With over forty years of painting experience within his repertoire, Ken Grimes has cultivated a style so distinct it has garnered attention and celebration alike throughout the Outsider Art and Contemporary Art worlds. Dealing predominantly with themes of extraterrestrial contact and cosmic coincidence, Grimes’ work is known for its stark black and white depictions of the paranormal. Grimes uses this style to illuminate the dichotomies he believes to exist between deception and truth. These works often manifest themselves in either simple black and white text or in the depiction of familiar alien subjects like UFOs, “Greys,” and abduction--more frequently, a combination of the two.
While Grimes has primarily worked in acrylic on Masonite board, Text Messages brings to light a different side of the artist.
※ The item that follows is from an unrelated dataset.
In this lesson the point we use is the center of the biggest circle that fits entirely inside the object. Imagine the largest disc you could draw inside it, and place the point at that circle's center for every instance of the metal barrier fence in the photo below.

These works, originally conceived as preliminary works for his larger Masonite compositions, have since been refined to complete pieces.
Equipped with a long-standing fascination with extraterrestrial concepts, Grimes meticulously copies excerpts from his favorite paranormal theories from the likes of Carl Sagan and Frank Drake, all the while adding his own opinions. Never passing the rigid borders which he applies to a composition, Grimes wraps words around the parameters he sets, creating a greater sense of the continual thought process that inspired the unique process of the artist.
Presented alongside Grimes’ works on paper, six large canvases and multiple smaller canvases accentuate the themes prevalent in the ink compositions. These large black and white compositions are generally divided into two sections: one, a wall of text reminiscent of paper preliminaries, and one pictorial, depicting eye-opening extraterrestrial concepts.